Pakar Dorong Ajukan JR UU Sistem Peradilan Pidana Anak ke MK

Pakar hukum pidana Hery Firmansyah. Dok Tangkapan Layar

Pakar Dorong Ajukan JR UU Sistem Peradilan Pidana Anak ke MK

Siti Yona Hukmana • 15 September 2024 12:47

Jakarta: Pakar hukum pidana Hery Firmansyah mendorong masyarakat mengajukan judicial review (JR) terkait Undang-Undang Nomor 11 Tahun 2012 tentang Sistem Peradilan Pidana Anak ke Mahkamah Konstitusi (MK). Hal ini merespons ketidakadilan bagi keluarga korban pembunuhan dan pemerkosaan pelajar di Palembang.

"Mekanismenya harus konstitusional, maka pendekatan bisa lewat judicial review misalnya ke Mahkamah Konstitusi. Kita bertarung di Mahkamah Konstitusi," kata Hery dalam program Crosscheck Medcom, Minggu, 15 September 2024.

Hery mengatakan pemohon JR bisa memetakan dengan fakta hukum yang ada, yakni Undang-Undang (UU) Nomor 11 Tahun 2012, sudah tidak memenuhi atau menjauhi rasa keadilan. Perkembangan pesat angkat kriminalitas oleh anak akan melengkapi JR tersebut.

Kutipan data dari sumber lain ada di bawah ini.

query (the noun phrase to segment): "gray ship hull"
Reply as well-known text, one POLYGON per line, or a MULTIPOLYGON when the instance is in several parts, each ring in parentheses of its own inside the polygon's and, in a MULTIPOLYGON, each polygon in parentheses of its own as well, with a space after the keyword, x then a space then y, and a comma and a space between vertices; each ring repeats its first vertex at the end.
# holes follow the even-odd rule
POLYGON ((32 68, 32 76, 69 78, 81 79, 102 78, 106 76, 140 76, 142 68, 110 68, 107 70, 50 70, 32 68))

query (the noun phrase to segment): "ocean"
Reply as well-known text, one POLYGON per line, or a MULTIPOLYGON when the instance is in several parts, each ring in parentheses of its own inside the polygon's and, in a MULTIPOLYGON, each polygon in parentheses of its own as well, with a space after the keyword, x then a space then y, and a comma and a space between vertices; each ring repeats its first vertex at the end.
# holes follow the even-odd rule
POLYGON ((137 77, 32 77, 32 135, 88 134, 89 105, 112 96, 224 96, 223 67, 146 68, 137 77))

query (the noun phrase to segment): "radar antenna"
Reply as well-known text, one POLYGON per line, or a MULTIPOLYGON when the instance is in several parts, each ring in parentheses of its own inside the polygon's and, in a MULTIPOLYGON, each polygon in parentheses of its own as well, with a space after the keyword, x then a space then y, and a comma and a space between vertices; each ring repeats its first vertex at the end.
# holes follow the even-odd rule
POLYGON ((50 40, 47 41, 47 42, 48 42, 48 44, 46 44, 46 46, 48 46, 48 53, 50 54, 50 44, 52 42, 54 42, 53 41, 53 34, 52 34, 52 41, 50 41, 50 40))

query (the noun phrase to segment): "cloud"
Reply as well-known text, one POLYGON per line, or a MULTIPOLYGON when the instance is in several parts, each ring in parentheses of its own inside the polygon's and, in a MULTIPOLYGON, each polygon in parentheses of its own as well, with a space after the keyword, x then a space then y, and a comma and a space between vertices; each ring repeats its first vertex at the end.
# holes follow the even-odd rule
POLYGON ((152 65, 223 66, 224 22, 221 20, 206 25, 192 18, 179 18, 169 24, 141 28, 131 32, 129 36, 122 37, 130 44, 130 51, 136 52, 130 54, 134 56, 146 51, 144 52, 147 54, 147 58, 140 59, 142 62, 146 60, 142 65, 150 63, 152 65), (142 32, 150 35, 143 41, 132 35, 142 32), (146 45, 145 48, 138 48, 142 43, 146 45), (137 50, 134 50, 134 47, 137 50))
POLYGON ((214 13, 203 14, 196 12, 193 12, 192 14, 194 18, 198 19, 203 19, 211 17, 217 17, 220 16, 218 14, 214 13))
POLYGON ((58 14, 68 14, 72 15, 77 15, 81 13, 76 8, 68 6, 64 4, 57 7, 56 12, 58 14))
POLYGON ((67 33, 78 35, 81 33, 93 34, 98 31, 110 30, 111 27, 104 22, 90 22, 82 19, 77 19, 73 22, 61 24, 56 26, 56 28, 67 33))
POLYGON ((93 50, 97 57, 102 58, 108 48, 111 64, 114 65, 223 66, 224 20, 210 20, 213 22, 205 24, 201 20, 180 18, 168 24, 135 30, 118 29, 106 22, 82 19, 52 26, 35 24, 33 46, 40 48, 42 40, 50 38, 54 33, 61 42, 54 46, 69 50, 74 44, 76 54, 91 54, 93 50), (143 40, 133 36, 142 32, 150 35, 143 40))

"Kalau sampai kemudian UU tersebut tidak kunjung direvisi dan kasus ini semakin layaknya cendawan di musim hujan ini akan menjadi persoalan," ujar Hery.

Hery memandang kelemahan Indonesia adalah suka membiarkan kasus kejahatan terhadap anak berlarut. Bukan membuat kasus tersebut menjadi skala prioritas.

Dia memandang selama ini prioritas kasus hanya bagi orang-orang yang membutuhkan saja. Seperti UU tentang perbankan, UU tentang tambang yang isinya uang semua. Padahal, kata Hery, anak bangsa adalah aset tidak ternilai.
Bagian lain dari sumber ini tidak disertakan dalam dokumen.